Constructing Failure, Narrating Success: Rethinking the “Problem” of Teen Pregnancy
by Katherine Schultz — 2001
In this article I argue that either the anticipation or the reality of pregnancy and motherhood shaped young women’s participation in their senior year in a multiracial urban high school. In my interviews and analyses of public writing and classroom talk, I discovered frequent references to motherhood as young women made ambitious plans for their futures at the same time they worried about children. The article contrasts the discourses of adolescent pregnancy in the mainstream press to the narratives of low-income young women of color in my study. There is a paradox in the narratives I collected: Females without children claimed they could only succeed if they managed to avoid becoming pregnant.

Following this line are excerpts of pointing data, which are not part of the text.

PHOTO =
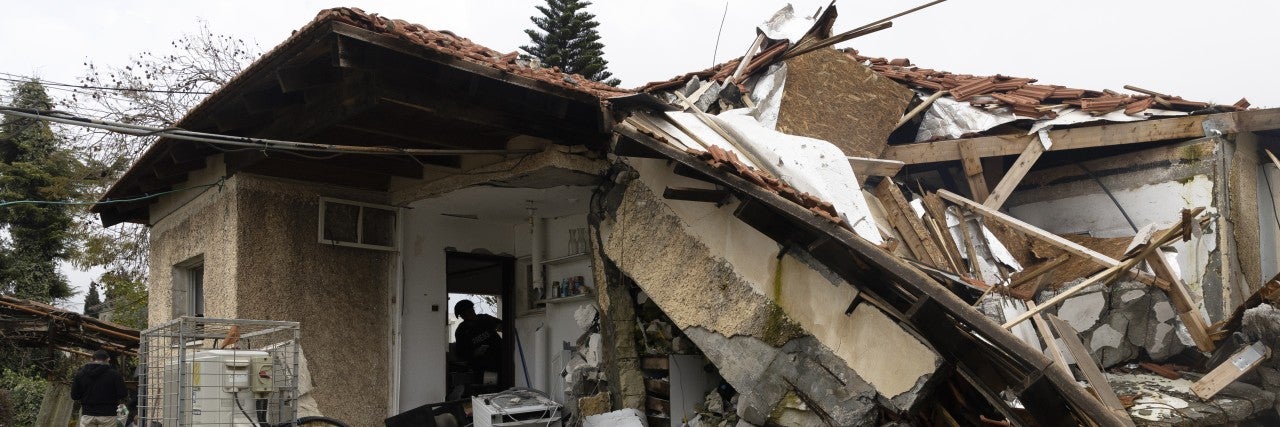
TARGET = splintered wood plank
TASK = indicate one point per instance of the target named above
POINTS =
(1050, 341)
(1056, 240)
(1182, 301)
(1040, 234)
(1014, 175)
(1243, 361)
(904, 220)
(936, 217)
(864, 168)
(1089, 368)
(972, 164)
(1114, 271)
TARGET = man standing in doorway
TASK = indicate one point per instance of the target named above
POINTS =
(476, 340)
(99, 388)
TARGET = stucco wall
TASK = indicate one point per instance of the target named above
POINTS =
(339, 294)
(196, 224)
(426, 234)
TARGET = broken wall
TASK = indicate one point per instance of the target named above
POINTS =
(1152, 187)
(726, 285)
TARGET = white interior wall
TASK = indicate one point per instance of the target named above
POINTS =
(1095, 214)
(426, 234)
(425, 302)
(556, 318)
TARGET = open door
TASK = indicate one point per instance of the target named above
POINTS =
(488, 283)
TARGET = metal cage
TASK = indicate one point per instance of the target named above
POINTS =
(196, 371)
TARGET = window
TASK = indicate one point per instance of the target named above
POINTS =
(355, 224)
(188, 288)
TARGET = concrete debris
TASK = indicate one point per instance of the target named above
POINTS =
(1057, 247)
(617, 418)
(1162, 402)
(1123, 321)
(740, 271)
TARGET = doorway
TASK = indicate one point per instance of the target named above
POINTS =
(488, 283)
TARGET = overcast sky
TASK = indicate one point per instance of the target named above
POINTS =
(1215, 51)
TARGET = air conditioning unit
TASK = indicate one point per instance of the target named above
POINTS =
(224, 388)
(515, 408)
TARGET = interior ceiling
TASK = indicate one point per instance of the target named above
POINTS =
(508, 205)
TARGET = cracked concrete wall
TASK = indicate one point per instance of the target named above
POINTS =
(705, 269)
(621, 358)
(1152, 186)
(263, 261)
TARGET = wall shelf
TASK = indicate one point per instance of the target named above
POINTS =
(566, 258)
(565, 299)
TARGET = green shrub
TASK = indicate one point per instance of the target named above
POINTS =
(24, 394)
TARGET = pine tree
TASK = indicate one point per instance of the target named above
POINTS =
(92, 301)
(33, 166)
(568, 40)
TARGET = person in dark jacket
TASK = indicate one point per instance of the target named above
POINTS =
(476, 340)
(99, 388)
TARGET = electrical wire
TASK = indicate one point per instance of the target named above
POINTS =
(19, 78)
(264, 143)
(219, 183)
(1105, 189)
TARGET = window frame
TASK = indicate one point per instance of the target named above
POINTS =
(188, 288)
(360, 225)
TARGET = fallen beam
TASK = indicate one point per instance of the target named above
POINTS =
(1111, 272)
(1070, 247)
(1242, 362)
(1014, 175)
(1087, 137)
(1092, 373)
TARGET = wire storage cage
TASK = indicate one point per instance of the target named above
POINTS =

Young mothers in the same peer group explained their success or persistence in school as due, in part, to their children. These stories belie simple explanations of the success or failure of females of color living in poverty. The media contentions that these youth don’t care, that they have resorted to drugs, babies, and dropping out, fail to acknowledge the complexity of the identities of adolescents living in poverty. In their lives, these young women are actively turning others’ constructions of them as failures in to their own narratives of success. I suggest that educators and policy makers use students’ conceptions of the role that pregnancy and motherhood play in their school careers and futures to rethink the “problem” of teen pregnancy and to reimagine and redefine the opportunity structures available for young women in high school and beyond.